I know that I have been living here eleven long happy years and spent my days with NSCC Strait Campus. I never went to Cape Breton University and went through their Bachelor of Arts program. I know that I could do the program in 4 years and have my BA degree in no time.

I know that nobody wants me to rush anything. But I feel that I have to develop my knowledge from CBU program. Get a good understanding of the systems in place of We'koqma'q community, Eskasoni Community and other First Nations Communities. I want to see the differences in the communities I've been in as a passenger. I want to be a skilled driver and have everything I need for my own health, general muscular fitness, walking endurance, degrees and professional Certificates. I want to get much as I can with my life and have my life together in that kind of goals.

I know that I deserved to live my life with CBU. I know that I don't have any NSCC sweater because I hadn't any protections for my stuff from Rosie or others. I know that their excuses are images of me cleaned. I know that Mawita'mk Society don't want me to grow too attached to my clothes.

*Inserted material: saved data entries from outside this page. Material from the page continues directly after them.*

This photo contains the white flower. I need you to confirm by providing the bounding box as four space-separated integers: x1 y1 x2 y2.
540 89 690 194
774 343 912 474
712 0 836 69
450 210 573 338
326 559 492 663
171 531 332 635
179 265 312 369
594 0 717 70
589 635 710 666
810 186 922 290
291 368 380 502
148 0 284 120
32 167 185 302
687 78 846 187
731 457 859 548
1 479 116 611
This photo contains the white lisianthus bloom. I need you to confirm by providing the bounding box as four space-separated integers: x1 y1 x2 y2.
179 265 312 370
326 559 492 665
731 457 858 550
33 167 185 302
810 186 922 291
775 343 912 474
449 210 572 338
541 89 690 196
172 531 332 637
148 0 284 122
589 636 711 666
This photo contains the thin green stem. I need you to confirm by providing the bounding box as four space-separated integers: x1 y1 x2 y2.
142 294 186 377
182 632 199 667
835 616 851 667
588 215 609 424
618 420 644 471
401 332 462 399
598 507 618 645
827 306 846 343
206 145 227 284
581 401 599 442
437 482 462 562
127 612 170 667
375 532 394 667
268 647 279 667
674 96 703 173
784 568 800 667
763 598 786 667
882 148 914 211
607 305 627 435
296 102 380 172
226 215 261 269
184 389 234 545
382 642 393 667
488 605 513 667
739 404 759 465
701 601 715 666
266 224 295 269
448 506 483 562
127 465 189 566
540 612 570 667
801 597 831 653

I know with Mawita'mk Society I don't get my way because I'd would've been out of here already. Living my life in Eskasoni with my expired Beginner's license. But some of the workers don't have a courage to tell Darlene or Rosie all this. That Cape Breton University is willing to accommodate me in my dialysis. And have a good routines for CBU. But I have to say all this, I have to have the spine to tell them that CBU is willing to accommodate me in my schooling and dialysis. Mawita'mk Society held me back when I could've move out but I know that I need to renew my Beginner's license and keep practicing driving.

I just got to wear this cast long enough for my ankle to heal. This orthopedic boot is healing my ankle and 1-6 weeks I have to wear it. Of course I take it off while I'm in my bedroom. But I know that I'm healing up nicely. And in that case I want to work at learning more from my books.